Bernal wins Vuelta stage 16 as protesters again cause premature finish

FILE PHOTO: Cycling - Vuelta a Espana - Stage 3 - San Maurizio Canavese to Ceres - San Maurizio Canavese, Italy - August 25, 2025 Ineos Grenadiers' Egan Bernal before the start of stage 3 REUTERS/Manon Cruz/ File Photo

Pro-Palestinian protesters disrupted the Vuelta a Espana again on Tuesday as Colombian Egan Bernal (Ineos Grenadiers) won stage 16, which ended 8km before the scheduled finish at Castro de Herville, with Jonas Vingegaard retaining the overall lead.

The race directors announced on Radio Vuelta that due to a "big protest at three kilometres before the (finish) line", the stage winner would be decided early.

The race had entered the final 15km, with Bernal and Spain's Mikel Landa (Soudal Quick-Step) out in front, and the Colombian won the sprint to the new finish line, with Brieuc Rolland (Groupama-FDJ) coming in third.

A large group of protesters, waving Palestinian flags, had completely blocked the road on the ascent to the line, and the finish was moved to the foot of the climb, on the 167.9 km ride from Poio to Mos.Castro de Herville.

Landa and Bernal were part of a 17-man breakaway group early in the stage, and the pair had dropped everyone else by the time the announcement came, and Bernal, a former Tour de France and Giro d'Italia winner, claimed his first Vuelta stage win.

"It's a victory and after the drop from the GC, I really wanted a win," Bernal said.
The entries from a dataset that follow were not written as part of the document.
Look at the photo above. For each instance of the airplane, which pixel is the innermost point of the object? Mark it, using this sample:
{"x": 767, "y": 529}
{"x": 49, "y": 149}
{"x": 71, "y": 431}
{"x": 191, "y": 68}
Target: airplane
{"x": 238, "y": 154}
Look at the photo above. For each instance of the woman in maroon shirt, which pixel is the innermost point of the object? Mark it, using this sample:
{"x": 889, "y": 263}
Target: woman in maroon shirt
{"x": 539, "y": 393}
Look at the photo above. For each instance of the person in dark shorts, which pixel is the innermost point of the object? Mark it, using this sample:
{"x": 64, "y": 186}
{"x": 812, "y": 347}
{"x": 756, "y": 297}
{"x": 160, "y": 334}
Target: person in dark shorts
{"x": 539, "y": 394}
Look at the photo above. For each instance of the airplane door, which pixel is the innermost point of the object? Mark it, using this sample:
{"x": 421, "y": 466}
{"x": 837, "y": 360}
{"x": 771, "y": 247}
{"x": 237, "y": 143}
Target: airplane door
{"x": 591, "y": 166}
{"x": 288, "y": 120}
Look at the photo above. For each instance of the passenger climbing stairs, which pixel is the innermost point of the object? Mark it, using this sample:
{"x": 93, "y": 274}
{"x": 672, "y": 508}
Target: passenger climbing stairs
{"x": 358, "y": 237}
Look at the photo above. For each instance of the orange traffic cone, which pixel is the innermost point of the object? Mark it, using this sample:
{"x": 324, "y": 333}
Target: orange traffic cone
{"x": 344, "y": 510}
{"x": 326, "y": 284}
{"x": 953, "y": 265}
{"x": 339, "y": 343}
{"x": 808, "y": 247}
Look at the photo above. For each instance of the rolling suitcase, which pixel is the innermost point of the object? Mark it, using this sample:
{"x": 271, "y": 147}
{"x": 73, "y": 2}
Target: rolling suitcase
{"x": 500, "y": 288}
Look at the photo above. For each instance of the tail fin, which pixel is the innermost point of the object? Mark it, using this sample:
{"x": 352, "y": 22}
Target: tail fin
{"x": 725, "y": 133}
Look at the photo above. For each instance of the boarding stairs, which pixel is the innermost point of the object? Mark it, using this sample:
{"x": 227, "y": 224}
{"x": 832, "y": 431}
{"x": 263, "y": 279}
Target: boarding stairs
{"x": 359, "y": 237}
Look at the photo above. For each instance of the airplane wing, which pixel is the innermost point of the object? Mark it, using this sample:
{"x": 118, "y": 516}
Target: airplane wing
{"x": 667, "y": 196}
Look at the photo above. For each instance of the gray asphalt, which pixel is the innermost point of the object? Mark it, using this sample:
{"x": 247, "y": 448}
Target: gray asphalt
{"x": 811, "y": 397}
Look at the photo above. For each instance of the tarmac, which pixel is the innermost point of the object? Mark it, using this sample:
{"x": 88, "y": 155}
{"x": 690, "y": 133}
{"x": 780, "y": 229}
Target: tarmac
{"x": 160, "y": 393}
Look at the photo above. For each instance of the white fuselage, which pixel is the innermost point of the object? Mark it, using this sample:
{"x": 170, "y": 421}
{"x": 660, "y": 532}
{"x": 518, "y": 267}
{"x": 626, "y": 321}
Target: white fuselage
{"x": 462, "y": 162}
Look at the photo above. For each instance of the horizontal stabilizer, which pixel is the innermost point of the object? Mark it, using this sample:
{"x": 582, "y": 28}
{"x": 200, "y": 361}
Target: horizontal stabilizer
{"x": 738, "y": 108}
"In the end, with Landa the cooperation was super good and when we knew that the final would be with eight kilometres left we were like 'okay so we just sprint'."

The peloton had been content to allow the riders up ahead to stay away, but on the penultimate climb the main bunch began to split, with the general classification contenders forming their own group.

VALIANT VINGEGAARD

Vingegaard, who suffered a puncture and needed to take one of his teammates' bikes, came in 15th, almost six minutes behind the stage winner, with the Dane's GC rivals alongside him.

"It's a shame that this has happened again," Vingegaard said.

"Everyone has the right to protest, but it's unfortunate that it had to happen here and in this way, preventing us from finishing the race."

The pre-race favourite remains 48 seconds ahead of Portugal's Joao Almeida (UAE Team Emirates XRG) with Britain's Tom Pidcock (Q36.5 Pro Cycling Team) third overall, over two and a half minutes down on the red jersey.

Previously there was no winner on stage 11, after organisers ordered the race to finish 3km from the line due to pro-Palestinian protesters causing disruption at the finish in Bilbao.

There were incidents on stage 10 which caused a rider to crash and also during stage five's team time trial when the Israel-Premier Tech team were stopped on the road by a group of protesters holding Palestinian flags.

Israel-Premier Tech removed their name from riders' jerseys on Saturday, but the protests have continued, with Javier Romo (Movistar) suffering a crash on Sunday's stage 15.

The Spanish rider was not at the start of Tuesday's stage, abandoning the race due to injuries picked up in the crash after a man with a Palestinian flag tried to run up to the riders and a policeman ran across the road towards the spectator.